So it looks like Seattle is done with Snowmaggedon, or Snowpocalypse or whatever you want to call it. My corner of the city didn’t get it badly, but of course that did me no good when anywhere I wanted to go was under a layer of ice…
It got me thinking about weather in my writing, though. I’ve changed the setting a little on book 2 in the latest revisions, so I was spending a lot of time staring at average temperature tables on Wikipedia to make sure I was correct for the time of year. Every so often, I’d get sick and tired of WEATHER and get a rebellious impulse and think “well, as long as I’m within the record temperatures for that time of year, couldn’t I make it whatever temperature I want?” Weather is always throwing curveballs at us, after all. A member of my writing group teased me, when I was deciding that I wanted to set that section in later spring to avoid the snow, by “helpfully” relating how she’d visited there once in May, and there had been a snowstorm. But I don’t want snow!!

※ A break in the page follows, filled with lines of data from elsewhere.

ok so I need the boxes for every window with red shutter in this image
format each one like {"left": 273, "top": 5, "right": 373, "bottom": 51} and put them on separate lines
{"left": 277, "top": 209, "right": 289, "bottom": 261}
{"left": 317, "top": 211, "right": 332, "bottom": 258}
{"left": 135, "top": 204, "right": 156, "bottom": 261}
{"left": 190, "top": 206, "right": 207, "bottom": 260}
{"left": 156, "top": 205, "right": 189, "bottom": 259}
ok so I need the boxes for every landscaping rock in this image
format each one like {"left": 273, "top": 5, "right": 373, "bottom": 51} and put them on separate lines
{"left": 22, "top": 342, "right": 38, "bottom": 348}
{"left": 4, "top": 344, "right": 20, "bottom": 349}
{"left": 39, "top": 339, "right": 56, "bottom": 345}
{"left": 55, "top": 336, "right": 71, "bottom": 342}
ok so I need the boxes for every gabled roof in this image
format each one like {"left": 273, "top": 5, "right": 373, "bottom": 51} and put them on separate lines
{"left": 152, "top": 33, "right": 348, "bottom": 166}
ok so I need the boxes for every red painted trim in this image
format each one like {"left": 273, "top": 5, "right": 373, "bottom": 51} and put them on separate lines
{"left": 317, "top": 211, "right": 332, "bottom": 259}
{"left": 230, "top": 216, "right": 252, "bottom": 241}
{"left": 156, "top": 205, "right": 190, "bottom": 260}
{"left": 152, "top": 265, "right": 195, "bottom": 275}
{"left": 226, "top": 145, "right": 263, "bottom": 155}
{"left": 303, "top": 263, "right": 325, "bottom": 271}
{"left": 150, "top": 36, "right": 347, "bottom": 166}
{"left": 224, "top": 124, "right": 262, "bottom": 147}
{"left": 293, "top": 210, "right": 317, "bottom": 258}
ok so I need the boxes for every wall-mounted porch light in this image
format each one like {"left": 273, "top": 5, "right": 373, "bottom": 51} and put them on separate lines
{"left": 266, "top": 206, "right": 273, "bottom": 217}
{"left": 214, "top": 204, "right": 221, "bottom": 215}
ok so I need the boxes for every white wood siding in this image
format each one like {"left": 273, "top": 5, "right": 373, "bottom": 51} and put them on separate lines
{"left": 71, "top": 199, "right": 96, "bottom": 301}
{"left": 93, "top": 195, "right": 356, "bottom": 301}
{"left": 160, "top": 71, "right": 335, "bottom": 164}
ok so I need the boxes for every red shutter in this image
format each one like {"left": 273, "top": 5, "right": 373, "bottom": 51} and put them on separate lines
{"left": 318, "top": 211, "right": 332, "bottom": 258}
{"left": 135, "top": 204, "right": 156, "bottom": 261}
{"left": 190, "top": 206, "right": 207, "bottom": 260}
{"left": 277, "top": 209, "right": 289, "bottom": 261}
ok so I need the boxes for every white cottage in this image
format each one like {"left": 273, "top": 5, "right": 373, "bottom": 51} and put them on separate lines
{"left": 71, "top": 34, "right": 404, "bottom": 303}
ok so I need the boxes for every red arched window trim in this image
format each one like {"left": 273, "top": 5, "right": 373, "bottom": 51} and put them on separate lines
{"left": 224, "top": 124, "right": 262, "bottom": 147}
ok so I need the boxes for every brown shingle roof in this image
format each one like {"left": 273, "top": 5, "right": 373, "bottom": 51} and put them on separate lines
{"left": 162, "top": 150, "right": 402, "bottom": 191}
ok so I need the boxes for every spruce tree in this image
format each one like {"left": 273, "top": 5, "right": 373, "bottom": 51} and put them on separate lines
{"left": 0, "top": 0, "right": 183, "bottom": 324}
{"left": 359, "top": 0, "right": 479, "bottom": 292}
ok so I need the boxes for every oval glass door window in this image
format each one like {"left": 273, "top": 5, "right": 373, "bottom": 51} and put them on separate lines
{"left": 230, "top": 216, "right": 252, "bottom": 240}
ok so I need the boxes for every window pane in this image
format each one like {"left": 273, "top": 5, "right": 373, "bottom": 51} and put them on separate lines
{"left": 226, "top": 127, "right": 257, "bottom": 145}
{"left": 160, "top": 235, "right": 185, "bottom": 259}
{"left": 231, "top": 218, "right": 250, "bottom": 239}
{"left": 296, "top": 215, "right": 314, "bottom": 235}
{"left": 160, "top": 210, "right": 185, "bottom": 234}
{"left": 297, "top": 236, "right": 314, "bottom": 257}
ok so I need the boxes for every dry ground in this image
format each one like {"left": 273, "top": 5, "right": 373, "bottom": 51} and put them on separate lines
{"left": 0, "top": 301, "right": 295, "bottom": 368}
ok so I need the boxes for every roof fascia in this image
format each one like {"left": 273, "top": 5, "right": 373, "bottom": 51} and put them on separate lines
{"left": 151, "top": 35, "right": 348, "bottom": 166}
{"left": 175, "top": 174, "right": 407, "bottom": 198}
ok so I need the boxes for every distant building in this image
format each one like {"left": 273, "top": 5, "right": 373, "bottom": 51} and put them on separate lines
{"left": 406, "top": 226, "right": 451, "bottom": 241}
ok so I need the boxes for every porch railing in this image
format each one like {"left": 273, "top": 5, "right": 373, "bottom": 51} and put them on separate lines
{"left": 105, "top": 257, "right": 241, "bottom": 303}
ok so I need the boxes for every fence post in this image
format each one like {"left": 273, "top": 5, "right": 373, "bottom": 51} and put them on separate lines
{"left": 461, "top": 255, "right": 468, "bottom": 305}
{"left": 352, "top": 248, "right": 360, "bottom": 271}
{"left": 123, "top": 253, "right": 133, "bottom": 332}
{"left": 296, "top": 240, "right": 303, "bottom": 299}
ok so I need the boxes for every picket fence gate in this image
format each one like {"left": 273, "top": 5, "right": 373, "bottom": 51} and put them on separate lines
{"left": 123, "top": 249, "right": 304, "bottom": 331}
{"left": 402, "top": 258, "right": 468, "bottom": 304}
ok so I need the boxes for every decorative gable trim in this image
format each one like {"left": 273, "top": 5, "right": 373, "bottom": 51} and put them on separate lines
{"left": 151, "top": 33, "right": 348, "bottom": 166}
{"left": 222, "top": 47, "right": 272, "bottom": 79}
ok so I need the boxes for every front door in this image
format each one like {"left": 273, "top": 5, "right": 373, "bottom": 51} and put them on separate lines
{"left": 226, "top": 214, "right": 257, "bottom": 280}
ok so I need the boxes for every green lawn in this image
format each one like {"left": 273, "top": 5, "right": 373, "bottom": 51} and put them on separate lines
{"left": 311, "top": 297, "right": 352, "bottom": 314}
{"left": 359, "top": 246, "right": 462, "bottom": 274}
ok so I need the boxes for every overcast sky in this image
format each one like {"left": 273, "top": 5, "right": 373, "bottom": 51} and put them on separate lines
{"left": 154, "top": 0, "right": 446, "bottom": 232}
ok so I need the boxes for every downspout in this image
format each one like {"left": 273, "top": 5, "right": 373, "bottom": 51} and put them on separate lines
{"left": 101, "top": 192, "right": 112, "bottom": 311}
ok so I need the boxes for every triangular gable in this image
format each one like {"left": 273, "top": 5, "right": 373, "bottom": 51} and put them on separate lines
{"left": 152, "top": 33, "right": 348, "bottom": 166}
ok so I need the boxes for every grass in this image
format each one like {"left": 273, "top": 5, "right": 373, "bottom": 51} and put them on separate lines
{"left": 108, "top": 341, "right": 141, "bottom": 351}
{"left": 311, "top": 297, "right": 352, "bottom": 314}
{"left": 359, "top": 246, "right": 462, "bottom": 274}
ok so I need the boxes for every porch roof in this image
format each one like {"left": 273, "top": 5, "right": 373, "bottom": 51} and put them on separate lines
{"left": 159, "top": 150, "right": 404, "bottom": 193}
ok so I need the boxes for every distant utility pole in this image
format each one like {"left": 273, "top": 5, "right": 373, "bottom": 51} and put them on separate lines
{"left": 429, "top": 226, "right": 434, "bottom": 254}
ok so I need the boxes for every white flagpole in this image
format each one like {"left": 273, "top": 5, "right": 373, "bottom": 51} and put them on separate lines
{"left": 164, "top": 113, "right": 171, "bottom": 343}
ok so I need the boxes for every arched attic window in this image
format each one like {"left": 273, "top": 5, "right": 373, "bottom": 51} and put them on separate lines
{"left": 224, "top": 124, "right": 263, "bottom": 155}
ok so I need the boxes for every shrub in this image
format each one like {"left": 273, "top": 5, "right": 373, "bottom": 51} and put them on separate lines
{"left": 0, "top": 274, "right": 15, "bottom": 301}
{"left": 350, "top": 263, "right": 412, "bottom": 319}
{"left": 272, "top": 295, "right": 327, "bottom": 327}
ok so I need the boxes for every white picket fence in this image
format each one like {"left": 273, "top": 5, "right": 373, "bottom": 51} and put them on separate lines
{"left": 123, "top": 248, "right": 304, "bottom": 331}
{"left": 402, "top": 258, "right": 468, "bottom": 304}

In the end I did go with the average, though, on the principle that you shouldn’t have something that draws attention to itself unless it actually matters to the plot. If it’s raining in Seattle in the winter (though my annoyance at the overuse of that as shortcut for setting in Seattle without anything else is a whole rant for another time…) people let it slide by as part of the background, because it matches what they already know. If I have lightning in Seattle (it does happen! a whole…I’ve seen it twice in the five years I’ve lived here? something like that) people are going to notice it, and stop paying attention to the characters until I justify it. Why waste space on justification if you don’t need to? If you’re building Frankenstein’s monster, you need to, if your character is brooding staring out the window, you don’t.